The transformation of Poland over the past two decades has been significant. The country has experienced impressive economic growth, and its citizens are now flocking to their home country.
The phenomenon of Polish migrants returning to their homeland is not unique to the U.K. Many Poles who moved to other EU countries, such as Germany and the Netherlands, are also opting to return to Poland.
As Campbell notes, the Polish government has actively encouraged the return of its citizens by implementing policies aimed at attracting investment and creating job opportunities.
In recent years, the government has launched a campaign called “Polska jest OK” (Poland is OK), aimed at showcasing the country’s economic and social progress. The campaign includes a website with information on job opportunities, housing, and the overall quality of life in Poland.
The Polish government has also launched a program called “Welcome to Poland,” which offers financial incentives to Poles living abroad who decide to return to their homeland. The program offers grants for entrepreneurs, financial support for families, and assistance with finding employment.
These initiatives appear to be working, as the number of Poles returning to their homeland has been steadily increasing in recent years. According to data from the Polish Central Statistical Office, in 2020, over 200,000 Poles returned to Poland, up from just over 100,000 in 2015.
For many Poles, the decision to return to their homeland is not just about economics. It is also about a sense of belonging and a desire to reconnect with their culture and heritage.
As Campbell notes, the Polish community in the U.K. has always maintained a strong connection to its homeland, with Polish schools, churches, and cultural organizations thriving across the country.
But as Poland continues to develop and modernize, the appeal of the U.K. as a destination for Polish migrants is diminishing. The once-desperate Poles who flocked to the U.K. in search of a better life are now finding that their homeland offers them more opportunities and a better quality of life.
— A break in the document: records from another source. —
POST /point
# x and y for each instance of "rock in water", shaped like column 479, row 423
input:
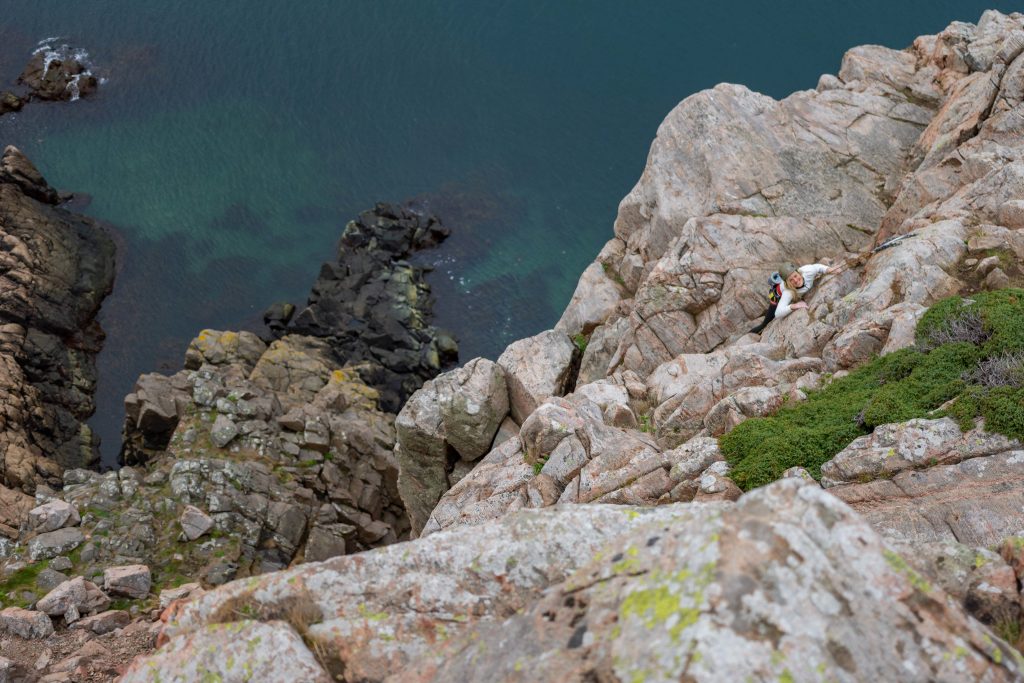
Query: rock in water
column 55, row 268
column 374, row 306
column 58, row 73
The story of Polish migration to the U.K. is a complex one, with economic, social, and cultural factors all playing a role. But as the U.K. grapples with the fallout from Brexit and the challenges of a post-pandemic world, it is clear that the era of Polish migration to the U.K. is coming to an end.
For Poles, the U.K. will always hold a special place in their hearts, as a country that offered them hope and opportunity when they needed it most. But as they return to their homeland, they are finding that the real land of opportunity is the one they left behind.